I watched Fireproof and I again saw the kind of love I saw at my cousin's wedding. A pure and holy and absolutely beautiful love. It's the kind of love I want. I have been in so many bad, ungodly relationships and I'm so tired of it. I am SO tired of just being some sexual object to guys, even if I'm not doing anything. I just want someone I can worship and live for the Lord with. Someone I can be myself with and know that, the person I marry is going to be there with me through EVERYTHING both good and bad and that they will promote my spiritual growth.

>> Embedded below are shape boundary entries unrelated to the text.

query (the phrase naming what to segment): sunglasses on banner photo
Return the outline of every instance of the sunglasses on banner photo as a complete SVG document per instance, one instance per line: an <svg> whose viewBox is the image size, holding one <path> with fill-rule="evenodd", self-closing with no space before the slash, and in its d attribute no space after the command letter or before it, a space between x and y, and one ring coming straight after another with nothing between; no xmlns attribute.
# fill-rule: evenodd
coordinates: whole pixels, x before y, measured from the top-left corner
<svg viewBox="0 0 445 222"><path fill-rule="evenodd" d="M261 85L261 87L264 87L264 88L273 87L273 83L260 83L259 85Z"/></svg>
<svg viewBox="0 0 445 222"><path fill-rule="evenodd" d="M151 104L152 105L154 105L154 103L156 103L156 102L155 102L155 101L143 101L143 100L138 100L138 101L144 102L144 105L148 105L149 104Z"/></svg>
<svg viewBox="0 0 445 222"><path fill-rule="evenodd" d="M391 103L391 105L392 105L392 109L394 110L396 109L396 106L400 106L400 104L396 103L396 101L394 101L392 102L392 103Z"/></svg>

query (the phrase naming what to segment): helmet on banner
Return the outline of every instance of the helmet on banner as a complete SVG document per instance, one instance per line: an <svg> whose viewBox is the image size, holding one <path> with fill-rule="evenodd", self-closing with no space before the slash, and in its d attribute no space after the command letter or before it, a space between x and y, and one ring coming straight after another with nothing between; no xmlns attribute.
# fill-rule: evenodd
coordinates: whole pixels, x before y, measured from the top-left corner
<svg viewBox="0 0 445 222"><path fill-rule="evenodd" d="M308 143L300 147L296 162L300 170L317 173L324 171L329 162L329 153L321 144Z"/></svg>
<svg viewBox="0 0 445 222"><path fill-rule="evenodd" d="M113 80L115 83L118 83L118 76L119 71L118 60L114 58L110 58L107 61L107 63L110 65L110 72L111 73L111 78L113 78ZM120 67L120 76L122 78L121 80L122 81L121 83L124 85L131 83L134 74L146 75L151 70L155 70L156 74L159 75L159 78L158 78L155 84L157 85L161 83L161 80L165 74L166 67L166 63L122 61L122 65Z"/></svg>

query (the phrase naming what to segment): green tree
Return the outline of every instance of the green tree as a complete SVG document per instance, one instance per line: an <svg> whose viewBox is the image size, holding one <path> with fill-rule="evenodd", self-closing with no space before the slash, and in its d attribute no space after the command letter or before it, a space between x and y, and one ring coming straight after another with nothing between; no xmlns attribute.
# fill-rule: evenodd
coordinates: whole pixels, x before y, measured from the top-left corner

The Lord has really been working in my life since my cousin's wedding. So much so that I hardly recognize myself! What happened to the girl who just wanted to be free and independent a year ago? Now, all I want to do is live for the Lord and serve him and tell other's about him and hopefully get married some day and have a little boy of my own. Then again, I've always wanted that, more so at times. It's so hard to be patient for the Lord to show me HIS will when I want so many things to happen. I have grown spiritually so much in the past month that it surprises me. I am learning to submit, to be bold for the Lord, to be patient(even though it's harder than rocks XD), and to put my full trust in God.

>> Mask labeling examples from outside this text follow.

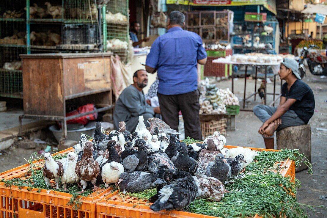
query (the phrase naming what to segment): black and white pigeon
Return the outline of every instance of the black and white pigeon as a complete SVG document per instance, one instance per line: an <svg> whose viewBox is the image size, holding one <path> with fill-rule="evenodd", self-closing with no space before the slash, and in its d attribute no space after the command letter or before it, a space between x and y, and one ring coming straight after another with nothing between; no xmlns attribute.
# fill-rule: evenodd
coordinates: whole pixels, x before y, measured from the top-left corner
<svg viewBox="0 0 327 218"><path fill-rule="evenodd" d="M165 166L164 169L172 168L175 170L176 167L173 162L169 159L166 154L163 153L153 153L147 157L148 162L148 168L149 171L158 174L160 178L163 178L164 169L162 165Z"/></svg>
<svg viewBox="0 0 327 218"><path fill-rule="evenodd" d="M176 159L175 166L179 170L188 172L194 175L194 170L197 166L195 160L188 156L187 147L184 142L180 144L181 151Z"/></svg>
<svg viewBox="0 0 327 218"><path fill-rule="evenodd" d="M189 145L187 145L187 152L188 155L196 160L199 159L199 154L193 149L193 147Z"/></svg>
<svg viewBox="0 0 327 218"><path fill-rule="evenodd" d="M119 176L118 186L124 193L140 192L151 187L158 177L158 174L140 171L125 172Z"/></svg>
<svg viewBox="0 0 327 218"><path fill-rule="evenodd" d="M150 207L153 210L181 210L198 194L198 186L191 174L182 172L179 176L178 171L168 169L165 175L170 172L173 173L168 179L170 182L162 187L158 186L157 194L149 199L153 203Z"/></svg>
<svg viewBox="0 0 327 218"><path fill-rule="evenodd" d="M248 163L244 160L244 156L243 154L237 154L235 158L228 157L226 159L227 163L231 166L232 176L233 177L237 175L242 170L243 165L242 162Z"/></svg>
<svg viewBox="0 0 327 218"><path fill-rule="evenodd" d="M147 153L148 152L145 141L140 140L138 143L137 152L129 155L123 160L122 164L125 172L131 173L134 171L143 171L147 169Z"/></svg>
<svg viewBox="0 0 327 218"><path fill-rule="evenodd" d="M108 142L107 146L107 149L108 150L109 156L108 159L103 163L102 163L100 166L100 171L99 174L96 177L96 181L95 182L96 185L99 185L103 183L102 179L102 168L105 165L111 163L113 161L119 163L120 157L117 151L115 148L116 144L116 141L114 140L110 140Z"/></svg>
<svg viewBox="0 0 327 218"><path fill-rule="evenodd" d="M167 154L173 163L176 162L176 158L180 154L176 150L176 140L177 138L177 136L175 134L171 135L169 144L164 151L164 153Z"/></svg>
<svg viewBox="0 0 327 218"><path fill-rule="evenodd" d="M102 133L101 131L101 127L100 122L97 122L95 123L95 129L94 130L94 137L93 142L96 144L109 139L109 136Z"/></svg>
<svg viewBox="0 0 327 218"><path fill-rule="evenodd" d="M227 182L232 176L232 168L222 154L217 154L215 162L211 162L207 167L206 175L218 179L223 184Z"/></svg>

And yea, I still have my depressing moments because I am human, but I know the Lord is and ALWAYS will be THERE for ME and so I know I will be ok, as long as I trust him and follow and live FOR HIM. There is no greater feeling in this WHOLE world than when I sit down and write a prayer in my prayer journal and just spend time with Him for I know He's always there for me. It makes me cry because who am I? I am a lowly sinner who doesn't deserve His forgiveness let alone His THOUGHTS. And yet, he is continually thinking and loving me. For He is my Rock and my Fortress. He is my Strength and my Comforter, my Father and my God. Blessed be the NAME of the Lord! Hallelujah!